The opening sequence of Stanley Kubrick's 1968 classic announced the dawn of a new age of science fiction cinema.
Stanley Kubrick’s 2001: A Space Odyssey has a legacy that transcends the realms of science fiction. Its cosmic vibe has invaded the films of Gaspar Noé, Nicolas Winding Refn’s Valhalla Rising and most recently Terrence Malick’s The Tree of Life.
The 1968 extravaganza sought to move away from the fantastical realms of sci-fi monsters and cliché to focus more on the science part of the equation, while still retaining a wondrous edge.
Kubrick and his writing partner Arthur C Clarke initially planned a sci-fi feature which fed into fears of the nuclear age, much like Kubrick's previous film Dr. Strangelove, but something else sprung forth from their plans. Clarke used parts his own work ('Journey’s End' and 'The Sentinel') as a base for the project.
UFOs and aliens were reimagined as a mysterious black monolith, emitting pure psychic energy or acting as a technological beacon and sending out signals. The ambiguous nature of the film allows for different readings. The movie ends, too, with a glimpse of what is known in the novel as the Star-Child.
Science fiction is one of the oldest genres in cinema thanks to pioneers Georges Méliès and later Fritz Lang, who contributed Metropolis and Woman in the Moon (which features the first ever on-screen use of a countdown launch), and cinema has long been a prism for mankind's fascination with what lies beyond our known world.
The original title Kubrick and Clarke came up with was Journey Beyond the Stars before, before the pair decided on the infinitely more profound 'Space Odyssey'. The script was written in tandem with a novel with each complimenting the other, to a certain extent.
Clarke, the man who dreamt up the communications satellite and became an iconic sci-fi writer, brought a much-needed sense of realism to the project. Handy, considering how set Kubrick was on creating a new breed of motion picture.
In many ways, 2001: A Space Odyssey is a baffling experience with only causal links between scenes. The finale, the 'journey beyond the stars' or Star Gate sequence and its Star-Child denouement, are unlike anything seen before or indeed since.
Kubrick removed the intended voiceover in post-production and told Alex North (the film’s original composer) that he wasn’t going to use his score at all. Instead the director chose to source the soundtrack from classical composers. What might seem like a cliché now was an extraordinary move back then – especially the music he chose.
2001: A Space Odyssey features one of the greatest opening sequences in screen history. On its original theatrical release in 1968, audiences would have been treated to a musical prologue before the curtains parted and lights dimmed. It all helped set the tone, Kubrick was going to take the audience deep inside his own cavernous dream world. His choice of Richard Strauss' 'Thus Spake Zarathurstra' was a masterstroke, imbuing the scene with a sort of fantastical intensity.

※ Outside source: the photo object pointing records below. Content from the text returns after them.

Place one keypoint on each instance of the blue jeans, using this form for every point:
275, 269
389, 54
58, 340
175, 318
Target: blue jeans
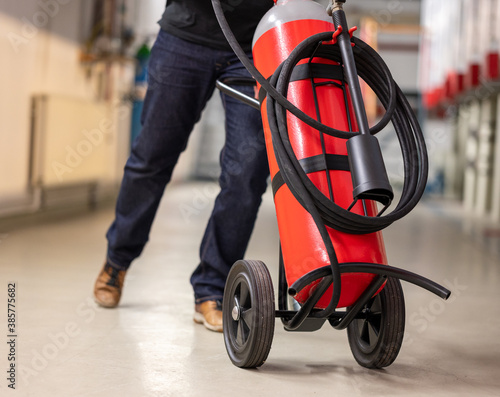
181, 79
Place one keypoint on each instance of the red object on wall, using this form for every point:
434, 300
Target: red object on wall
302, 247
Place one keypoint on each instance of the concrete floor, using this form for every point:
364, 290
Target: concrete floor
149, 346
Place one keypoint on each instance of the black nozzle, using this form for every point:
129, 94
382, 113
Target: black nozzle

From complete darkness we see the shadowy outline of a sphere. We may believe it is Earth, for the opening few seconds, at least. Already the camera’s position is something entirely new and unusual. It tilts sharply upwards, inviting an arc of sunlight to flood the screen.
The camera continues to rise and the sun gets brighter, the Earth more defined but still bathed largely in shadow. The drums beat with vigour and the moon drops away from our view. At this moment the title card appears: 'Metro-Goldwyn-Meyer Presents', in white font. The sun rises higher and higher. Another slice of bombast strikes as 'A Stanley Kubrick Production' builds to an outright crescendo for the title itself.

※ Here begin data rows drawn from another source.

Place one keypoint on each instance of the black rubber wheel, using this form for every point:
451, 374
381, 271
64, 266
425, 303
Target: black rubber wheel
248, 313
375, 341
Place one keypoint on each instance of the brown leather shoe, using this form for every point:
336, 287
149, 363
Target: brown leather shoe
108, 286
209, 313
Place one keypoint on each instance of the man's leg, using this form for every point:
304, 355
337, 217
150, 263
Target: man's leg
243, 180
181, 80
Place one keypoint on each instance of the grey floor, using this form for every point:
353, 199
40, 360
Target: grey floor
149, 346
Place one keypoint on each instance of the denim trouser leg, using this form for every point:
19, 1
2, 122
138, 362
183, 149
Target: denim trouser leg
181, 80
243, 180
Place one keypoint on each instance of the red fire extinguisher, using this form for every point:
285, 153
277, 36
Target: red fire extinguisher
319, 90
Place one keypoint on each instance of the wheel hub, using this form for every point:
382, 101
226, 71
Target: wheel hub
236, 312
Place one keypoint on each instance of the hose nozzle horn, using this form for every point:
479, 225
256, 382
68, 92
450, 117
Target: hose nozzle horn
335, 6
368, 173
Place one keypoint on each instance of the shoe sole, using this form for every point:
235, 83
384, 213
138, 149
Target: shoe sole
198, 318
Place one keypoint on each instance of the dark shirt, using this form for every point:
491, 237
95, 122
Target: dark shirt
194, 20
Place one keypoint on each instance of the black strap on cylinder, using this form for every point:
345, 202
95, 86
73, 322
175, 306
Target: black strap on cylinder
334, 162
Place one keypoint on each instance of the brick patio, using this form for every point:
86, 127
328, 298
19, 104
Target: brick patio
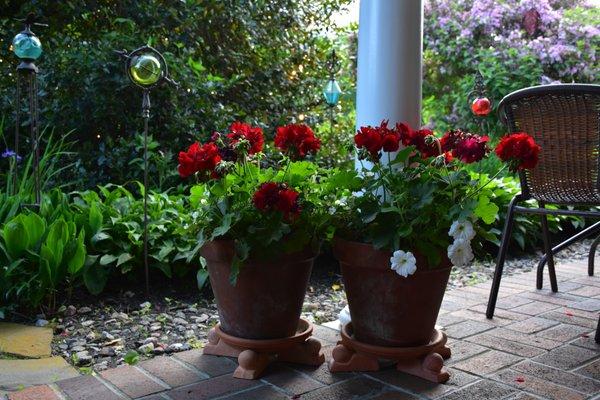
539, 346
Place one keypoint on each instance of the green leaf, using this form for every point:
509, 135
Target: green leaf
95, 219
15, 237
100, 236
222, 229
107, 259
123, 258
78, 260
201, 278
36, 227
94, 276
486, 210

Ironically, the film opens not in the future but in the far away past. The jet black monolith, it is insinuated, births human consciousness. It is a gift and not an evolutionary issue. God is left out of the equation entirely, unless one chooses to read this object as a tool of the Almighty. Yet this recalls outlandish theories about Mayans and Egyptians building their pyramids guided by celestial, even extraterrestrial, encounters.
2001: A Space Odyssey became notorious as a counter-culture rite of passage event movie, where LSD-dropping crowds would flock to experience the ultimate big screen trip.
Yet for those who do not partake in hallucinogens Kubrick’s film is an equally powerful journey. Its opaque quality begs many questions and none are ever fully answered. Kubrick and Clarke wanted it that way, not out of some obscurantist agenda but because mystery serves the narrative so well.
2001: A Space Odyssey contains one of the most majestic openers in cine history. We are shown our existence from a near impossible angle, and this belies the realisation in that slither of light, hidden in shadow, millions of life forms of all conscience levels go about their daily lives. The sun, our planet and the moon form a cosmic unison each playing a part in creation and life. These formative moments announce the dawn of not just a new strand of science fiction film but an entirely new movie-going experience.